Murder Anonymous is a 1955 British crime short film directed by Ken Hughes and featuring Edgar Lustgarten, Peter Arne and Jill Bennett.

It was made by Anglo-Amalgamated as part of the Scotland Yard film series, as support for feature film screenings in cinemas .

==Plot==
The death of a playboy points the finger of suspicion at Bowman, in whose divorce suit the dead man had been named.

==Cast==

- Edgar Lustgarten as host
- Peter Arne as Douglas Sheldon
- Jill Bennett as Mrs. Sheldon
- Ewen Solon as Inspector Conway
- Brian O'Higgins as Detective Sergeant
- Louise Gainsborough as Mrs. Langster
- Arthur Lovegrove as Bowman
- Bettina Dickson as Mrs. Bowman
- John Penrose as Langster
- Vanda Godsell as hotel guest
- Dervis Ward as Detective Sergeant
- Alastair Hunter as Harry
- Philip Ray as police doctor
- Doug Robinson as Mr. Robinson
- Frank Hawkins as police sergeant
- Arthur Lowe as fingerprint expert
- Joy Webster as judo girl
- John Dunbar as doctor
- Travers Humphreys as himself

==Critical reception==
Kine Weekly wrote: "This taut mystery featurette, the latest of the highly popular real life Scotland Yard series, shows how the police unravelled a particularly tricky muider case, involving a blind man and a woman Judo expert. Edgar Lustgarten, the BBC authority, explains salient issues, and the Right Honourable Sir Travers Humphries, a former judge, gives his opinion on the finer points of law. Their contributions underline the thrills realistically presented, and put the seal on first-class crime reporting. Very good quota."
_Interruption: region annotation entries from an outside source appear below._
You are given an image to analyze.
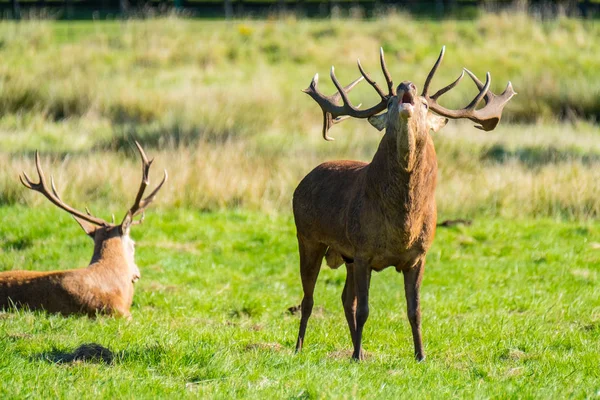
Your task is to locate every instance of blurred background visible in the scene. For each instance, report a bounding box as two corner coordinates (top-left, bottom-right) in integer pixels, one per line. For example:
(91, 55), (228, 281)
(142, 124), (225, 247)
(0, 0), (600, 220)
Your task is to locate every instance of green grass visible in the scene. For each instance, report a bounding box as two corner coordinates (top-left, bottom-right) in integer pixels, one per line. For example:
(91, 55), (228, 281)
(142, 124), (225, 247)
(0, 206), (600, 398)
(0, 14), (600, 399)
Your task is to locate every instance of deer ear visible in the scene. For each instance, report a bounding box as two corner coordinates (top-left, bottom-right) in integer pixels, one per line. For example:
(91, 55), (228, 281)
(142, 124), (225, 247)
(369, 112), (387, 131)
(119, 212), (133, 236)
(72, 215), (98, 239)
(427, 113), (448, 132)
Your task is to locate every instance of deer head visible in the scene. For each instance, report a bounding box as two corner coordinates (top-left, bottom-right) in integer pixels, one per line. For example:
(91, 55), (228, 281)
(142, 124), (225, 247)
(304, 47), (516, 140)
(19, 142), (168, 282)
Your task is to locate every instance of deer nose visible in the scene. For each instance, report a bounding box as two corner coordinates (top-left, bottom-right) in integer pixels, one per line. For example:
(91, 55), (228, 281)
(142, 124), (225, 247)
(396, 81), (417, 94)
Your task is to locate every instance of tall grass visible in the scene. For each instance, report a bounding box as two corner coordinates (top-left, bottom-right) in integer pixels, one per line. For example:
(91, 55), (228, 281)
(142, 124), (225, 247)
(0, 14), (600, 219)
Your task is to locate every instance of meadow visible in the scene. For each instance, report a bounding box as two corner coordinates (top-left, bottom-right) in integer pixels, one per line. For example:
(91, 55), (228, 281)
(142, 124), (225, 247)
(0, 13), (600, 399)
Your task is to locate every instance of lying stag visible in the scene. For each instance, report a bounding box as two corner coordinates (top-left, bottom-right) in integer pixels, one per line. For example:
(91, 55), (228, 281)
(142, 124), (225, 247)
(293, 48), (515, 360)
(0, 142), (167, 318)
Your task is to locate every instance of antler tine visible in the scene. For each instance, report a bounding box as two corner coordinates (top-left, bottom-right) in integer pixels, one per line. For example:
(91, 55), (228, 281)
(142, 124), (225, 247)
(356, 59), (386, 99)
(422, 47), (516, 131)
(431, 71), (466, 100)
(134, 169), (169, 216)
(421, 46), (446, 97)
(121, 141), (168, 225)
(465, 72), (492, 111)
(302, 72), (363, 141)
(303, 49), (394, 140)
(50, 175), (61, 200)
(19, 151), (109, 226)
(132, 140), (154, 213)
(379, 47), (396, 96)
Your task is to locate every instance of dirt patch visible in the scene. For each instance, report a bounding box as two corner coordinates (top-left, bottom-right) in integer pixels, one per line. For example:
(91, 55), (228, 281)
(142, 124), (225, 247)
(36, 343), (114, 364)
(244, 343), (283, 351)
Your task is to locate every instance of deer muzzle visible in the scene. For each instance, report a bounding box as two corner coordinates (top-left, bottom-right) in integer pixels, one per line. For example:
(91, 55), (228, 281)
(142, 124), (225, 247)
(396, 81), (417, 118)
Sky Movies noted "Another dip into the Merton Park Studios filing cabinet that housed their short Scotland Yard mysteries, hosted by mournful-faced criminologist Edgar Lustgarten. The director is Ken Hughes, who briskly illuminates the case in question and was later to go to on bigger - if not better – subjects, including The Trials of Oscar Wilde and Mae West's last picture, Sextette."